Firstly I would like to thank everyone (especially Catherine) for helping me become as knowledgeable as I now am.
I am finally in a good place with my melanoma,although this took a long time mainly due to several months delay between biopsy and wle and of course the original diagnosis.
I am listing my path reports (same melanoma) just for your comments really.
The first puts me at 1b shows regression, mitosis and does it say that it DIDN’T arise from a pre existing mole?
The second puts me at a 1a
I appreciate the outcome between the two readings is the same in that its a Very thin lesion and my outlook is very good and I was lucky to catch this early.
I’m guessing I’m asking Catherine to comment on my melanoma specifically, if possible, please. The sun has just come out in England for summer and I’m having a tiny little wobble!

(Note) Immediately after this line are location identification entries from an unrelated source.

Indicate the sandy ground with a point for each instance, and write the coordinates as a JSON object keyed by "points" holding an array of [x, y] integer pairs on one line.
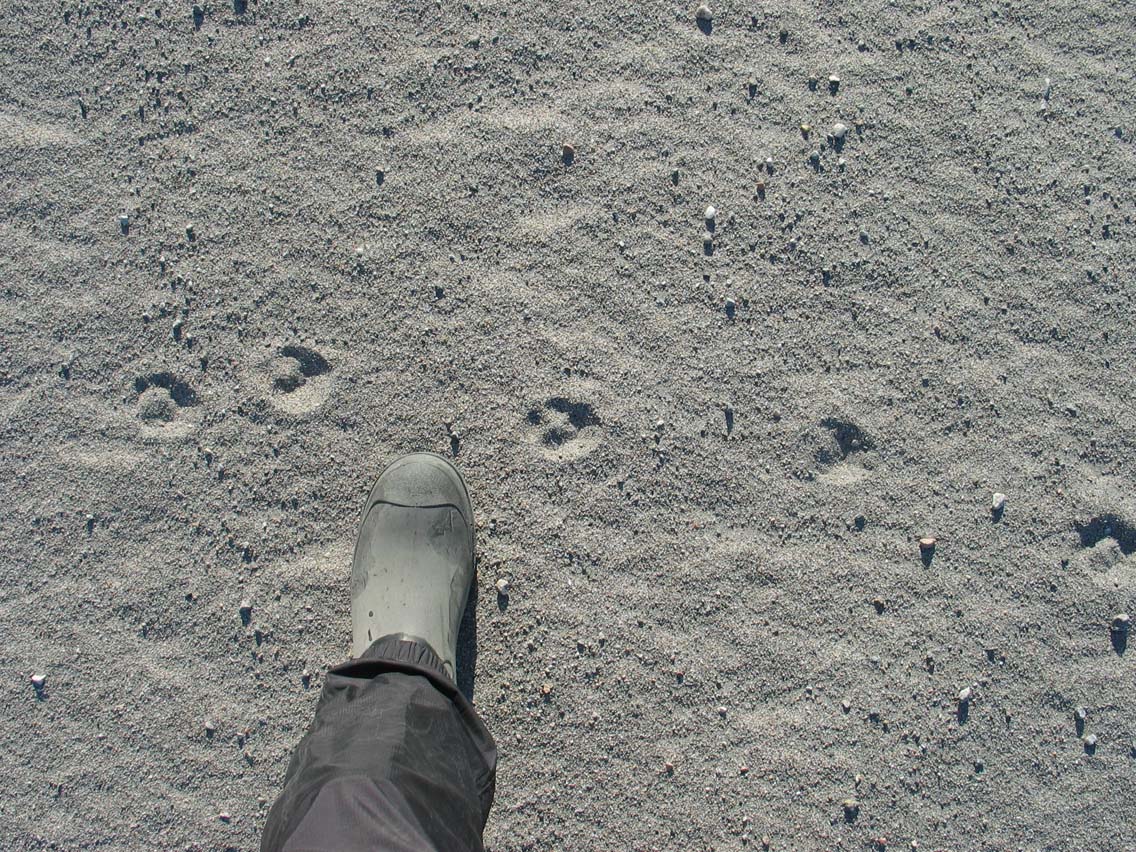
{"points": [[350, 232]]}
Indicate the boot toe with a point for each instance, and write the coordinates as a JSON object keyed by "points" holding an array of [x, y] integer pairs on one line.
{"points": [[422, 479]]}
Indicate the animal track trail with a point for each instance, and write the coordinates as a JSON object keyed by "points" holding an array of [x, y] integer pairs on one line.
{"points": [[565, 427], [160, 395], [842, 451], [294, 379], [165, 404]]}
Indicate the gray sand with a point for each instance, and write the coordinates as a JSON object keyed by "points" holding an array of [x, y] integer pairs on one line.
{"points": [[189, 422]]}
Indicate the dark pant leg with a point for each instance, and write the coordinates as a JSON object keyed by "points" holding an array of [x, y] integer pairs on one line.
{"points": [[397, 759]]}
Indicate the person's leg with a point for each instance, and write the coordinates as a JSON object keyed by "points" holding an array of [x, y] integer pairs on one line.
{"points": [[397, 758]]}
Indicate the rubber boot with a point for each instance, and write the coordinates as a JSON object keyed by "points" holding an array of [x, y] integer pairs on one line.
{"points": [[414, 558]]}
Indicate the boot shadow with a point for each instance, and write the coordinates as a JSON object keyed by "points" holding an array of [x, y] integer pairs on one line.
{"points": [[467, 643]]}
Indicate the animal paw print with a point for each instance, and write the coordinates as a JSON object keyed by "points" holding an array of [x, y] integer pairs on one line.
{"points": [[297, 378], [565, 428], [160, 398]]}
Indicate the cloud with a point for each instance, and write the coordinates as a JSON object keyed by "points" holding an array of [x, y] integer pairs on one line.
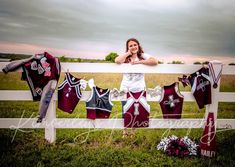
{"points": [[97, 27]]}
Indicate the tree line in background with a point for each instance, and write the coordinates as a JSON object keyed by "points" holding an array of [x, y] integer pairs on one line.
{"points": [[110, 58]]}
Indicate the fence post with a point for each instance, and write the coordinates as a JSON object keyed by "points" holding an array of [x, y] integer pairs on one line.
{"points": [[50, 131], [208, 139]]}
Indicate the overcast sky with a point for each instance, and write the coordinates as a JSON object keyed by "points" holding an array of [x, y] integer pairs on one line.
{"points": [[198, 29]]}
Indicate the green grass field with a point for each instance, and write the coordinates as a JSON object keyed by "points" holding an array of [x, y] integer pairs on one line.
{"points": [[96, 147]]}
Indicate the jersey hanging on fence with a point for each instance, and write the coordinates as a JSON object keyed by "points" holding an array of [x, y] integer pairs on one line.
{"points": [[69, 92], [208, 139], [39, 71], [136, 110], [99, 104], [201, 87], [172, 101]]}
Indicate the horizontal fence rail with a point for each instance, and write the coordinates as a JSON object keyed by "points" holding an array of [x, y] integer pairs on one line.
{"points": [[51, 123]]}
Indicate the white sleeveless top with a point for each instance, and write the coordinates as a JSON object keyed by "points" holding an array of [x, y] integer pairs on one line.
{"points": [[134, 82]]}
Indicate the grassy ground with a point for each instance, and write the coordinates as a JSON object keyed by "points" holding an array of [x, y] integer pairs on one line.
{"points": [[84, 147]]}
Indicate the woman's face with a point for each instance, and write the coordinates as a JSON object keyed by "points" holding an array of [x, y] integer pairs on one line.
{"points": [[133, 47]]}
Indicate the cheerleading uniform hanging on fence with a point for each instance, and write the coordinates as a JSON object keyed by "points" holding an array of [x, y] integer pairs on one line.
{"points": [[172, 101], [69, 92], [99, 104], [136, 110], [42, 72], [201, 86]]}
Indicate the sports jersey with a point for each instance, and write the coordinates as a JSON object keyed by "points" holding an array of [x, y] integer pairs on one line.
{"points": [[201, 87], [99, 104], [136, 110], [172, 101], [208, 139], [42, 72], [134, 82], [39, 71], [69, 93]]}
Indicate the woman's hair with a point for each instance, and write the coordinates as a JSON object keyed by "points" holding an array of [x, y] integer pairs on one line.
{"points": [[139, 53]]}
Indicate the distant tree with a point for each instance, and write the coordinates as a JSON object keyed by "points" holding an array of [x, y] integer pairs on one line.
{"points": [[197, 62], [111, 57]]}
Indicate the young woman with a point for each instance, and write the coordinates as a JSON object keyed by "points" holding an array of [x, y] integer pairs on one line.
{"points": [[134, 82]]}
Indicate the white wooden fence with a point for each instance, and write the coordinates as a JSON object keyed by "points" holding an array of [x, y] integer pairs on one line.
{"points": [[51, 123]]}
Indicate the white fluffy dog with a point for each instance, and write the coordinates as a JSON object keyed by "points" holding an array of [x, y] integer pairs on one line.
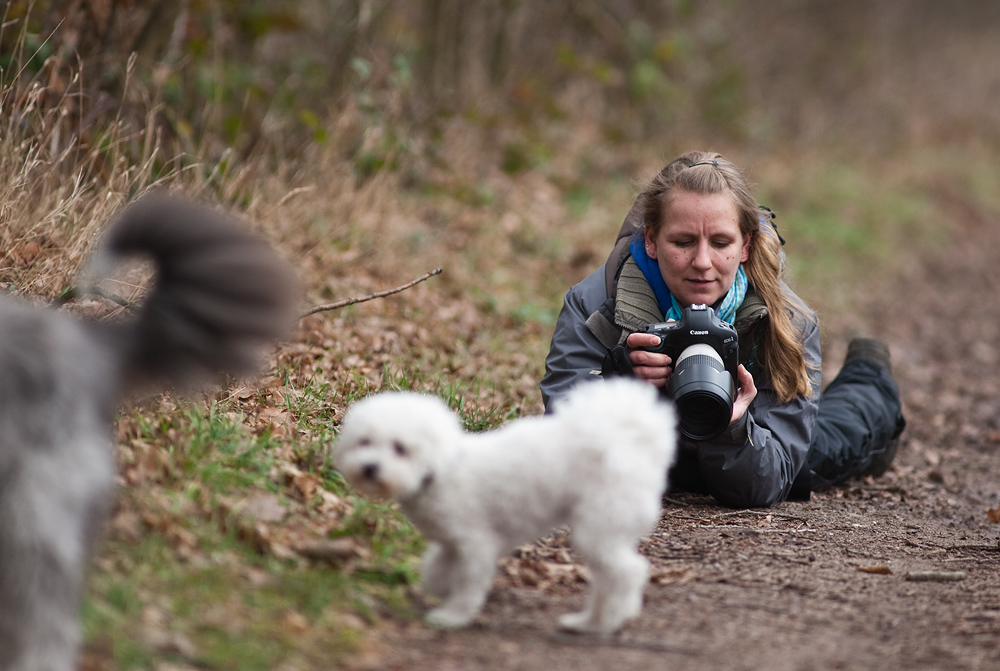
{"points": [[597, 464]]}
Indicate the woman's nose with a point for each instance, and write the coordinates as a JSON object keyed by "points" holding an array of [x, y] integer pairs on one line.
{"points": [[702, 257]]}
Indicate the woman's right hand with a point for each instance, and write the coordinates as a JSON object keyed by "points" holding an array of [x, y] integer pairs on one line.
{"points": [[651, 366]]}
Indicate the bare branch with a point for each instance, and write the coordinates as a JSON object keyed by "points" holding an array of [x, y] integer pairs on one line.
{"points": [[379, 294]]}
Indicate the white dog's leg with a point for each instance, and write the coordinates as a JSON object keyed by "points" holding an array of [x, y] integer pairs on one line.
{"points": [[468, 583], [437, 569], [618, 578]]}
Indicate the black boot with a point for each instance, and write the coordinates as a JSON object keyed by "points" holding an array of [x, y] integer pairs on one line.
{"points": [[876, 352]]}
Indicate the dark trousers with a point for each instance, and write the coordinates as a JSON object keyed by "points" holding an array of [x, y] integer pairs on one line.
{"points": [[859, 415]]}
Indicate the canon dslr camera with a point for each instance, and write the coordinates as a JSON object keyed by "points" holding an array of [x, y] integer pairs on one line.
{"points": [[704, 355]]}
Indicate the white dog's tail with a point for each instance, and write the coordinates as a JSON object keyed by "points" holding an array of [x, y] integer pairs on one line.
{"points": [[220, 293], [633, 410]]}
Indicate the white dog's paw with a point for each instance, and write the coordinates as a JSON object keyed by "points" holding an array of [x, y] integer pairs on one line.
{"points": [[578, 622], [447, 618]]}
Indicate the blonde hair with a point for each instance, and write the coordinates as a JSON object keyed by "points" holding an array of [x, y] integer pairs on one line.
{"points": [[782, 353]]}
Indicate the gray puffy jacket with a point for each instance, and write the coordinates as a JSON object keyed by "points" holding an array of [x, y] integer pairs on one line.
{"points": [[755, 462]]}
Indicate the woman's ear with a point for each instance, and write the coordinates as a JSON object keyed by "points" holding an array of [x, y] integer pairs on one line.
{"points": [[650, 243]]}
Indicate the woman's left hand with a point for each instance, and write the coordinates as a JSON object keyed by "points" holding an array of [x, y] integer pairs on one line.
{"points": [[748, 392]]}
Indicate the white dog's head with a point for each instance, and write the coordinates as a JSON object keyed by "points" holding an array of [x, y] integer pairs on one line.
{"points": [[395, 444]]}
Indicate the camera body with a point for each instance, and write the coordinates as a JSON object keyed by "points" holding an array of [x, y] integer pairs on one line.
{"points": [[704, 355]]}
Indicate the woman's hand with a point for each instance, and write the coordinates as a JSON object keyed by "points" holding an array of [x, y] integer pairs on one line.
{"points": [[748, 392], [651, 366]]}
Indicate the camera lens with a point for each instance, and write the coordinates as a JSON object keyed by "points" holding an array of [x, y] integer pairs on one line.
{"points": [[703, 391]]}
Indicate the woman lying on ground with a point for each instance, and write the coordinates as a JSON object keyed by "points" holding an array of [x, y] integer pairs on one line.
{"points": [[696, 235]]}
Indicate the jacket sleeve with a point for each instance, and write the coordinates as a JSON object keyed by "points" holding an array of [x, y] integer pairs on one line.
{"points": [[754, 463], [575, 353]]}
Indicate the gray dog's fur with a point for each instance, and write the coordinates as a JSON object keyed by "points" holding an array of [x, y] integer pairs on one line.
{"points": [[220, 294]]}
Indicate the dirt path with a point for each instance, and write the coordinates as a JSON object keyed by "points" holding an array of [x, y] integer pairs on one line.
{"points": [[817, 585]]}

First done at a local but large hospital; sorry it’s very long so please pull up a chair!
Skin biopsy, back
A skin eclipse measuring 20 x 8mm across x 8mm in depth. There is a distinct hyperpigmented macule on the surface measuring 5×4 mm across. The margins are regular. The is an ill defined hyperpigmented lesion towards the superior aspect of the specimen. This lesion measures 3×2 mm across and appears to be associated with the main lesion rather then a instinct second one.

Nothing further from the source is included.